Alexei Kosygin, Russian soldier and politician, 8th Premier of the Soviet Union (b. 1904)
Alexei Nikolayevich Kosygin (Russian: Алексе́й Никола́евич Косы́гин, IPA: [ɐlʲɪkˈsʲej nʲɪkɐˈla(j)ɪvʲɪtɕ kɐˈsɨɡʲɪn]; 21 February [O.S. 8 February] 1904 – 18 December 1980) was a Soviet statesman during the Cold War. He served as the Premier of the Soviet Union from 1964 to 1980 and was one of the most influential Soviet policymakers in the mid-1960s along with General Secretary Leonid Brezhnev.
Kosygin was born in the city of Saint Petersburg in 1904 to a Russian working-class family. He was conscripted into the labour army during the Russian Civil War, and after the Red Army's demobilization in 1921, he worked in Siberia as an industrial manager. Kosygin returned to Leningrad in the early 1930s and worked his way up the Soviet hierarchy. During the Great Patriotic War (World War II), Kosygin was a member of the State Defence Committee and was tasked with moving Soviet industry out of territories soon to be overrun by the German Army. He served as Minister of Finance for a year before becoming Minister of Light Industry (later, Minister of Light Industry and Food). Stalin removed Kosygin from the Politburo one year before his own death in 1953, intentionally weakening Kosygin's position within the Soviet hierarchy.
Stalin died in 1953, and on 20 March 1959, Kosygin was appointed to the position of chairman of the State Planning Committee (Gosplan), a post he would hold for little more than a year. Kosygin next became First Deputy chairman of the Council of Ministers. When Nikita Khrushchev was removed from power in 1964, Kosygin and Leonid Brezhnev succeeded him as Premier and First Secretary, respectively.
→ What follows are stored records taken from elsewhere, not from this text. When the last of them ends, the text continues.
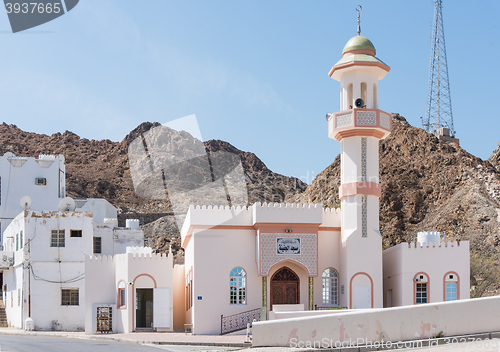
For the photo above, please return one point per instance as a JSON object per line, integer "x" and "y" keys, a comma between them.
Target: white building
{"x": 46, "y": 280}
{"x": 135, "y": 287}
{"x": 43, "y": 179}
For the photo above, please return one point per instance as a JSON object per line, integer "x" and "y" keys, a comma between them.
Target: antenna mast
{"x": 439, "y": 113}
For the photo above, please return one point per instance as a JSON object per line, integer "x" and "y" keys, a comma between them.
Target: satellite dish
{"x": 25, "y": 202}
{"x": 358, "y": 103}
{"x": 67, "y": 204}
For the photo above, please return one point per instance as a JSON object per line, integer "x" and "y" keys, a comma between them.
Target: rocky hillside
{"x": 427, "y": 184}
{"x": 495, "y": 157}
{"x": 100, "y": 169}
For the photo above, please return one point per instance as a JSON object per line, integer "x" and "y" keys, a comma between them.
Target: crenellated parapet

Thereafter, Kosygin formed a troika alongside Brezhnev and Nikolai Podgorny, the Chairman of the Presidium of the Supreme Soviet, that governed the Soviet Union in Khrushchev's place.
During the early years of the post-Khrushchev troika, Kosygin initially emerged as the most influential figure in Soviet policymaking. In addition to managing the Soviet Union's economy, he assumed a preeminent role in its foreign policy by leading arms control talks with the US and overseeing relations with other communist countries. However, the onset of the Prague Spring in 1968 sparked a severe backlash against his policies, enabling Brezhnev to eclipse him as the dominant force in the Politburo. While he and Brezhnev disliked one another, he remained in office until being forced to retire on 23 October 1980, due to bad health. He died two months later on 18 December 1980.